CITY HALL — The City Council has voted to bar employers from considering an applicant's job status in hiring decisions — sparking yet another showdown with Mayor Michael Bloomberg.

Under the rules, employers will no longer be able to dismiss job-seekers just because they're currently unemployed. The rules, voted on by the council Wednesday, also bar job listings that specify applicants must be working to apply.

"Discrimination is wrong in all its forms, and we cannot — and will not — allow New Yorkers who are qualified and ready to work have the door of opportunity slammed in their faces,” City Council Speaker Christine Quinn said in a statement before the bill passed the council 44-4.

Those who feel wronged will be able to sue the companies or file complaints with the Human Rights Commission, which can force employers to hire people and pay fines, Quinn's office said.

But Bloomberg, who vowed Wednesday to veto the bill, slammed it as "one of the most misguided pieces of legislation." He added that the measure would also open the door to endless lawsuits small businesses can't afford.

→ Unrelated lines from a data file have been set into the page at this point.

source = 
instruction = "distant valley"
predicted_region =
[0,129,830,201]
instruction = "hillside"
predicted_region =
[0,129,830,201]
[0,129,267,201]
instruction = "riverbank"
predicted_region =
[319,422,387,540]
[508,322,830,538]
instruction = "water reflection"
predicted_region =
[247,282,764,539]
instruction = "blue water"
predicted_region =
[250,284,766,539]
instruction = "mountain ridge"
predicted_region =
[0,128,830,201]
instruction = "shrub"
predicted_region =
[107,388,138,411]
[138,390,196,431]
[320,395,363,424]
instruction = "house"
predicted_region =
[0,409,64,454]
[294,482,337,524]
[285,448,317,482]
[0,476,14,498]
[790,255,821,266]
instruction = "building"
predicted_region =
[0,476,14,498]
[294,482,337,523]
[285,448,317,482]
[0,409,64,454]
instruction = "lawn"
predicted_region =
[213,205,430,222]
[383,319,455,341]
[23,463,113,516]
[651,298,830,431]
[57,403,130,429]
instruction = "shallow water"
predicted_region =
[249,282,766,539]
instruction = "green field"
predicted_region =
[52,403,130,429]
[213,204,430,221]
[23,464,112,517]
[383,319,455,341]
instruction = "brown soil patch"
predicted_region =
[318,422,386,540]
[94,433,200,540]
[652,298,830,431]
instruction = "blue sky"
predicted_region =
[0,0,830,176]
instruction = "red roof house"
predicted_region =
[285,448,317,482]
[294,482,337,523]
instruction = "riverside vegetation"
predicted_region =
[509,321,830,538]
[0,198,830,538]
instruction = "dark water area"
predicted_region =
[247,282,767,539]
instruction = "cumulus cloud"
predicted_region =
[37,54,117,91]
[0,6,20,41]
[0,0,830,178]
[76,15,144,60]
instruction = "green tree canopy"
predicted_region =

“What the bill does is, it says If you have been unemployed for a period and you don’t get a job you applied for, then you can sue the employer, arguing that they were illegally discriminating against you," he said.

Bloomberg said the impact would be especially "devastating" for small businesses, dissuading them from making new hires while the economy is still struggling.

Meanwhile, the council voted unanimously on a bill Wednesday that would force gas stations across the city to post new signs that clearly indicate how much they charge for credit, debit card and cash purchase. The prices can differ widely, leaving customers who paid more with plastic feeling duped.
“The idea that a business could show one price to the public, while charging a higher price when they go to pay is just wrong,” sponsor City Councilman Lew Fidler said.